First they talk about their own names and then go on to tell stories about how their sisters and brothers were named, and how they named their children. Annie's brother got his name in a mystical way: "My mother had a dream of an old man with a red beard who appeared and said, `You are going to have a son, and I want you to name him after me ‑ Eliahu.' She found out later that the man in the dream was her husband's father.
At this meeting, we know each other by our Jewish names ‑‑ Annie is Channa, Frank is Fishel, Edith is Ittel, Rose is Rachel, and Chaim, and Leiba.
Frank has never before spoken about the death of his only child during the Second World War. I didn't even know he had a son until he tells this story: "A cousin of ours named her son after my son who was killed in the war. Now this baby is a grown man ‑‑ he's a doctor ‑‑ and his name is `Baruch Noach.'” Edith adds, "The main thing is that the beloved person reappears, in some way, with the birth of a child."
Another time, I ask my friends whether or not they remember their dreams when they wake up in morning. It takes them a while to warm up to the subject, and I find myself having to explain why I am so interested in dreams; how they can conjure up fantastic situations with star appearances by people we haven't seen for years.
They seem to be preoccupied with their own thoughts until I read a poem about my father and how he appeared in a dream exactly as he looked during his lifetime, but even more radiant and loving. Edith responds that she never dreams about her husband who died in 1944. However, just recently she had a dream about her cousins in the Old Country, and the dream cleared up a misunderstanding that stayed alive in her mind all these years.
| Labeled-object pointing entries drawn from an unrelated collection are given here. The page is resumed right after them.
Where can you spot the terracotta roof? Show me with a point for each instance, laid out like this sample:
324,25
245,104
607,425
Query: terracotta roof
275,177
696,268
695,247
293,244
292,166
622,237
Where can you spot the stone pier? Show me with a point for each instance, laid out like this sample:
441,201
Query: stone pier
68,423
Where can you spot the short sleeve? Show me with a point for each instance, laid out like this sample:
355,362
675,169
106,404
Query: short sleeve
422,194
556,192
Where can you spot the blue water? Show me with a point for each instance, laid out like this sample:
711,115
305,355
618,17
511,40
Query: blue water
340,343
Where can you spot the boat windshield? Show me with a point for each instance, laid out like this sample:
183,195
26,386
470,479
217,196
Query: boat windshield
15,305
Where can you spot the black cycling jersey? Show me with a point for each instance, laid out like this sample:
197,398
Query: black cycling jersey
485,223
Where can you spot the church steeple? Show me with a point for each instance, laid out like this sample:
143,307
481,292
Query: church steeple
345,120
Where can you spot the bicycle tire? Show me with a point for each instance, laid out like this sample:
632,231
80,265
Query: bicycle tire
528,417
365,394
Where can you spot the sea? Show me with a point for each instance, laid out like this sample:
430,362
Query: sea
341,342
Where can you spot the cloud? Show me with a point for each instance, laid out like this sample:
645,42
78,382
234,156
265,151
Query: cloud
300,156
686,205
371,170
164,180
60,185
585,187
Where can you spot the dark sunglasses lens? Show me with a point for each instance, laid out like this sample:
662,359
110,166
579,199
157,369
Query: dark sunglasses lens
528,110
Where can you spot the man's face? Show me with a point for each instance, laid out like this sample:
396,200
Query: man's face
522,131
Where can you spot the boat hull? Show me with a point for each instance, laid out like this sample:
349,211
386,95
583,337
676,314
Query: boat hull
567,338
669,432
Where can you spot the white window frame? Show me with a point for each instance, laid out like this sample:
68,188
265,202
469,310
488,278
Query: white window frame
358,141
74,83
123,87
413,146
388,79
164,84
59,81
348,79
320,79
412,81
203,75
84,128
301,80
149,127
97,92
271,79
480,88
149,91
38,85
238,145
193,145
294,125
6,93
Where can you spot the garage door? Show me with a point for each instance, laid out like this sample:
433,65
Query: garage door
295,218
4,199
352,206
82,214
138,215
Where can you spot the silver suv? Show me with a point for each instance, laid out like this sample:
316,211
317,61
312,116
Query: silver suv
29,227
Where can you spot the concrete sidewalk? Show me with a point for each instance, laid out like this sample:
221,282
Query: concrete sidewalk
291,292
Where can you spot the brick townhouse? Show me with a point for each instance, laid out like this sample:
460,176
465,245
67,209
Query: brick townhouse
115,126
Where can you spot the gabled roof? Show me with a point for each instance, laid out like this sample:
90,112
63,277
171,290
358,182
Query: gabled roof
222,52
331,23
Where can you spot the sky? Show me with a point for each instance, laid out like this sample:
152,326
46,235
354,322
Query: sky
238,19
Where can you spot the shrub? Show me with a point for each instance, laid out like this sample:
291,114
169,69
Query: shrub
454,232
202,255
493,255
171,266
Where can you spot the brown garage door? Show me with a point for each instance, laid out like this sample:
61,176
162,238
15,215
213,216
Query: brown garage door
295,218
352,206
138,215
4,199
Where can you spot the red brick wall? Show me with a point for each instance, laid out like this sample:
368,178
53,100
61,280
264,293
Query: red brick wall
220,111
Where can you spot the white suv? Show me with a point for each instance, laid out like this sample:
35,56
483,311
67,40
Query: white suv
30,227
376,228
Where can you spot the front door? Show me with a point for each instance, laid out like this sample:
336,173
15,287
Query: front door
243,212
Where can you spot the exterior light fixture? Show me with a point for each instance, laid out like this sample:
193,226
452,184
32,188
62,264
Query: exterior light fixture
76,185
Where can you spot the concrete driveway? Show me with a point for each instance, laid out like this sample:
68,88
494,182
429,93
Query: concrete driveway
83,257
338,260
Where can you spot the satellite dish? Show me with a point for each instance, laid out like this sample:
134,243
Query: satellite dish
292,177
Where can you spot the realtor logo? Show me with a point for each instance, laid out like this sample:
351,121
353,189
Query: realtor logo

Annie has been smiling for the last few minutes since she heard me read aloud the poem about my father. Very slowly she begins by explaining that this is not an actual dream but something she experiences when she is just about to fall asleep ‑‑ she has the physical sensation of flying like a bird. Annie is almost entirely paralyzed from multiple sclerosis. I can tell that she doesn't expect us to believe her, but she tries to persuade us anyway that she is not simply imagining soaring like a bird, but that she actually feels it in her limbs.
I watch the others as they listen to Annie's dream. They are looking at Annie and realizing that there is a place in her, even when all her vital systems seem to be slowly shutting down — a place of renewal and growth that cannot be touched by her crippling illness.
It’s a moment of triumph. It’s the victory of the human spirit over the forces of bitterness and despair. Annie is shining. Now we are silent from savoring the exhilaration of it, for we are all flying with Annie. We sit in silence for another few moments, but it’s not the usual silence of the elderly in a nursing home. And then we continue on together—laughing, remembering, sharing, and breaking open what was locked inside.